UC Berkeley’s ‘First Lady of Physics’ being honored with new postage stamp

A new postage stamp releasing Thursday commemorates the work of UC Berkeley physicist Chien-Shiung Wu, whose work on the Manhattan project helped usher in the nuclear age. (Image courtesy of U.S. Postal Service)

A University of California at Berkeley trained physicist nicknamed the Queen of Nuclear Research is being honored with a U.S. Postal Service stamp, university officials recently announced.

Chien-Shiung Wu earned a Ph.D. from UC Berkeley in physics in 1940 and went on to teach at Columbia and Princeton universities before her death in 1997.

Photo courtesy of Atomic Heritage Foundation

Other nicknames she earned include Chinese Madame Curie and First Lady of Physics.

“She was very influential,” said Herbert Steiner, a professor emeritus in physics at UC Berkeley and senior faculty scientist at Lawrence Berkeley National Laboratory.

Postal Service officials called Wu “one of the most influential nuclear physicists of the 20th century.”

Steiner concurs.

Wu participated in the Manhattan Project, which developed the first nuclear weapons. She is thought to be the only Chinese person to work on the project.

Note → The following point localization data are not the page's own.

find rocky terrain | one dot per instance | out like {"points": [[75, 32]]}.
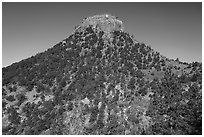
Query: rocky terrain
{"points": [[101, 81]]}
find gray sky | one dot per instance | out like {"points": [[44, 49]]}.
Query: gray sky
{"points": [[173, 29]]}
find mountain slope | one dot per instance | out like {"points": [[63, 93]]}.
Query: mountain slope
{"points": [[101, 81]]}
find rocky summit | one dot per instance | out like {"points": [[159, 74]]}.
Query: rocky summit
{"points": [[100, 81]]}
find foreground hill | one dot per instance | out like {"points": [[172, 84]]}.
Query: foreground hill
{"points": [[100, 80]]}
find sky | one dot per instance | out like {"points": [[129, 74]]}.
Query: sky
{"points": [[173, 29]]}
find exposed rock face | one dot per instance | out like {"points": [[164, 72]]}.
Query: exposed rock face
{"points": [[100, 81], [105, 23]]}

“She was a pioneer and did a lot for women’s rights,” Steiner said.

While at UC Berkeley, Wu also worked with another Nobel laureate in physics, Emilio Segre, who also was part of the Manhattan project.

“During a career that spanned more than 40 years in a field dominated by men, she established herself as the authority on conducting precise and accurate research to test fundamental theories of physics,” Postal Service officials said.

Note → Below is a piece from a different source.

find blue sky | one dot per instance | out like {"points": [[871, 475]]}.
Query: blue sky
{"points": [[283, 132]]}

Wu was born and raised in China and at 24 came to the U.S. She studied at UC Berkeley, working at the Radiation Laboratory, precursor to the Lawrence Berkeley National Lab, while completing graduate studies.

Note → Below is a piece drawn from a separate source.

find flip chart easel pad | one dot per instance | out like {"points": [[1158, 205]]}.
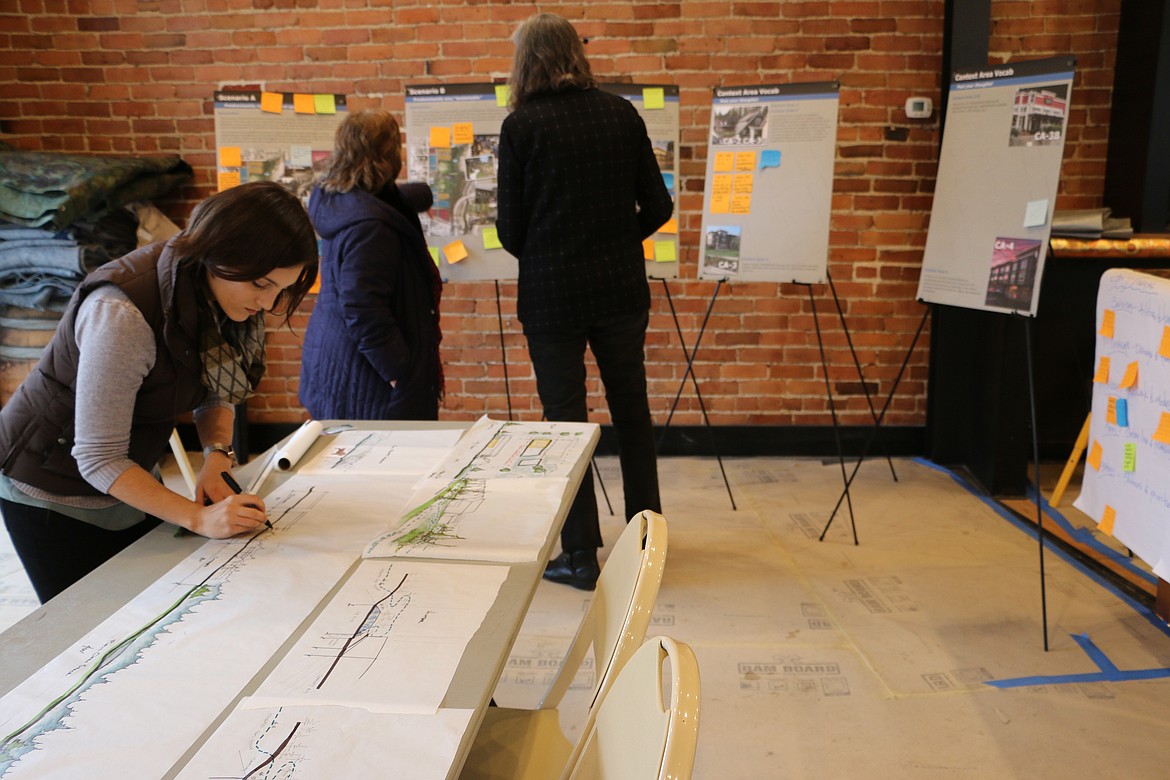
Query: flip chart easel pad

The lab at the time was directed by Ernest Lawrence, who the Lawrence Berkeley National Laboratory is at least partly named for. Lawrence won the Nobel Prize in physics in 1939.

A discovery by Wu led to the 1957 Nobel Prize in physics for two of her colleagues. Wu was not honored until 1978 when she was awarded the inaugural Wolf Prize, considered the second most prestigious award in physics next to the Nobel Prize.

“When we think about the best of America, Wu comes to mind,” Postal Service spokeswoman Mauresa Pittman said.

Stamps like the one honoring Wu are meant to honor the best of America, Pittman said.

The stamp, a Forever stamp, will be available for purchase Thursday online and at all post offices nationwide the same day. Customers can pre-order stamps online now and they will ship Thursday.